The next time Gideon showered, I left the room for a couple of minutes. He freaked out and started pleading for me not to leave him alone. I reassured him all the way back into the room, but he peeked around the edge of the shower curtain and did not show a smile of relief until he had visual verification of my identity. "I thought maybe the troll was just imitating your voice," he explained.
Oooooo-kay. So trolls aren't satisfied with harassing billy goats gruff or abducting children. Apparently they also yearn to horn in on impressionist Rich Little's territory. Who knows? Maybe there's even an elaborate Las Vegas act -- Cirque du Troll-ay.
I guess I should feel flattered that Gideon thought I could defend him from a marauding troll. Kids have such faith in Dad.

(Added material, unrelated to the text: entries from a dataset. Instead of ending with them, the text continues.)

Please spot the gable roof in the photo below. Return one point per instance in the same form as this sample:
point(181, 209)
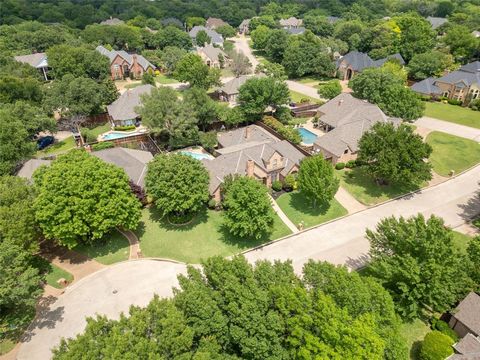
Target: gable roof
point(37, 60)
point(133, 161)
point(124, 107)
point(468, 312)
point(214, 36)
point(129, 58)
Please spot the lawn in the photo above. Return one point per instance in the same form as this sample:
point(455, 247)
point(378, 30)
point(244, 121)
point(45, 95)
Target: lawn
point(452, 153)
point(202, 238)
point(55, 273)
point(298, 209)
point(453, 113)
point(111, 249)
point(414, 332)
point(362, 187)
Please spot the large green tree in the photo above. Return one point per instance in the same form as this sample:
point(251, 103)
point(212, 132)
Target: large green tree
point(316, 179)
point(395, 154)
point(81, 198)
point(248, 212)
point(177, 183)
point(415, 260)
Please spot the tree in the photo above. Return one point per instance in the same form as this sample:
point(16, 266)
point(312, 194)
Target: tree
point(395, 155)
point(415, 260)
point(164, 113)
point(17, 218)
point(73, 206)
point(202, 38)
point(432, 63)
point(177, 183)
point(316, 180)
point(248, 212)
point(330, 89)
point(256, 94)
point(191, 69)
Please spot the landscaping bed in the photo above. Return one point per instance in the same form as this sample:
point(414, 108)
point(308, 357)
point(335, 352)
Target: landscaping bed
point(203, 237)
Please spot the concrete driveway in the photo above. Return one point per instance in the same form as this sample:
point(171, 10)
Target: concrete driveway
point(448, 127)
point(109, 292)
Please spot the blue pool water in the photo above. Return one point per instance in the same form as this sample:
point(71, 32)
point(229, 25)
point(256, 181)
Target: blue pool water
point(197, 156)
point(308, 137)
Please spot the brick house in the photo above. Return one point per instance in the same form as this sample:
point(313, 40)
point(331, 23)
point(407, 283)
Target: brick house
point(122, 64)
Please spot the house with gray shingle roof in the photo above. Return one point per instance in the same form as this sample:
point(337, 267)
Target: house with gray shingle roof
point(38, 61)
point(122, 64)
point(462, 84)
point(216, 38)
point(122, 112)
point(345, 119)
point(355, 62)
point(254, 152)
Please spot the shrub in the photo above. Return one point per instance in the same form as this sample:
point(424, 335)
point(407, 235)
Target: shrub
point(436, 346)
point(276, 185)
point(102, 145)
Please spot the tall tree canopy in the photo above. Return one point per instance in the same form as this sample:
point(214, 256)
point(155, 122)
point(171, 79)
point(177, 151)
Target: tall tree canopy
point(81, 198)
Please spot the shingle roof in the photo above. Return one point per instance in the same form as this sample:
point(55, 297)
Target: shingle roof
point(426, 87)
point(124, 107)
point(214, 36)
point(468, 312)
point(134, 162)
point(37, 60)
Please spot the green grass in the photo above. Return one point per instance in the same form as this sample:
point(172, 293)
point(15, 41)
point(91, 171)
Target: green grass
point(298, 209)
point(202, 238)
point(55, 273)
point(111, 249)
point(363, 188)
point(452, 153)
point(460, 241)
point(414, 332)
point(453, 113)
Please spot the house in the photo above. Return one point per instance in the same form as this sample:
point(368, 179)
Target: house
point(112, 22)
point(355, 62)
point(133, 161)
point(122, 64)
point(243, 28)
point(466, 316)
point(37, 60)
point(229, 91)
point(122, 111)
point(216, 38)
point(212, 56)
point(345, 119)
point(462, 84)
point(214, 23)
point(291, 22)
point(254, 152)
point(436, 22)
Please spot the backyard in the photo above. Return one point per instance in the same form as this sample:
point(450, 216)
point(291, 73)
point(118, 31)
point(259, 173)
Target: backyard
point(452, 153)
point(202, 238)
point(453, 113)
point(299, 209)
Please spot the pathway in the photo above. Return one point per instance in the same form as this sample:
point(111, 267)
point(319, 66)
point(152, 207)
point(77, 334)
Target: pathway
point(448, 127)
point(348, 201)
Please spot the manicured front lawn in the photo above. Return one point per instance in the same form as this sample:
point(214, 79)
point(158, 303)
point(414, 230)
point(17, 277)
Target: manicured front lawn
point(111, 249)
point(298, 209)
point(202, 238)
point(452, 153)
point(363, 188)
point(55, 273)
point(453, 113)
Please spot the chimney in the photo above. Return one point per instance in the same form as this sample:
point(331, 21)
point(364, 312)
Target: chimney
point(250, 168)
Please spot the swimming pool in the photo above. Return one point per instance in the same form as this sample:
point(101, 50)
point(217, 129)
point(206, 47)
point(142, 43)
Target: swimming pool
point(308, 137)
point(197, 156)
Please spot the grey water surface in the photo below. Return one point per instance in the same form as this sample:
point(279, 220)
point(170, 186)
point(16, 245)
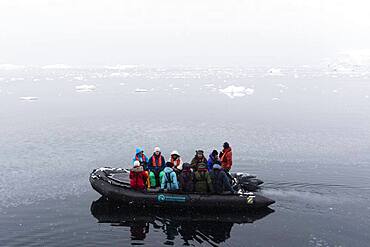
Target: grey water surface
point(304, 131)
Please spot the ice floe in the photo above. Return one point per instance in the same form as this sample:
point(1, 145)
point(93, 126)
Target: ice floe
point(236, 91)
point(121, 66)
point(275, 72)
point(17, 79)
point(56, 66)
point(282, 86)
point(141, 90)
point(28, 98)
point(119, 74)
point(7, 66)
point(85, 88)
point(78, 78)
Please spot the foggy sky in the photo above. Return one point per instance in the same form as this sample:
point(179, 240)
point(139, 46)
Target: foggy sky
point(173, 32)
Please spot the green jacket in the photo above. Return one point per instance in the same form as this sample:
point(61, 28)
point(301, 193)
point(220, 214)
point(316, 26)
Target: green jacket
point(203, 182)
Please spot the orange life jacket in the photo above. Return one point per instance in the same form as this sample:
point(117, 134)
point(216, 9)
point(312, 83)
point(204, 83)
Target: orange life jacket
point(177, 162)
point(159, 161)
point(142, 158)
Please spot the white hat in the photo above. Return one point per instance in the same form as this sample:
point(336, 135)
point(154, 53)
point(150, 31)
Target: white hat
point(136, 163)
point(174, 152)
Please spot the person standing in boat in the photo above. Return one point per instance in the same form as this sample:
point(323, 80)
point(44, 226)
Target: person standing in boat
point(186, 178)
point(175, 159)
point(155, 165)
point(198, 159)
point(138, 177)
point(220, 181)
point(141, 157)
point(213, 158)
point(169, 179)
point(203, 182)
point(226, 157)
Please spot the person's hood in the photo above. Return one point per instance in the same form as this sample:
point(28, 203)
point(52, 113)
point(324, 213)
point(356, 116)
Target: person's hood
point(216, 167)
point(168, 170)
point(186, 166)
point(202, 166)
point(137, 169)
point(211, 157)
point(138, 150)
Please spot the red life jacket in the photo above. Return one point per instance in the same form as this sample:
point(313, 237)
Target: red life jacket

All the world's problems can be solved with a plea to "Glue it back together," "Buy it for me," or "Beat it with this plumber's helper until it returns to the stygian depths from which it came."
The irrational behavior persisted for several days ("But Mr. Matt said it was true!"). Finally, Gideon confronted his fears by visiting Troll Island at the Nashville Zoo's "Ghouls At Grassmere" event. Admittedly, he didn't LINGER at the exhibit. I guess "the boy who lives for Halloween" also wanted to be alive for November 1.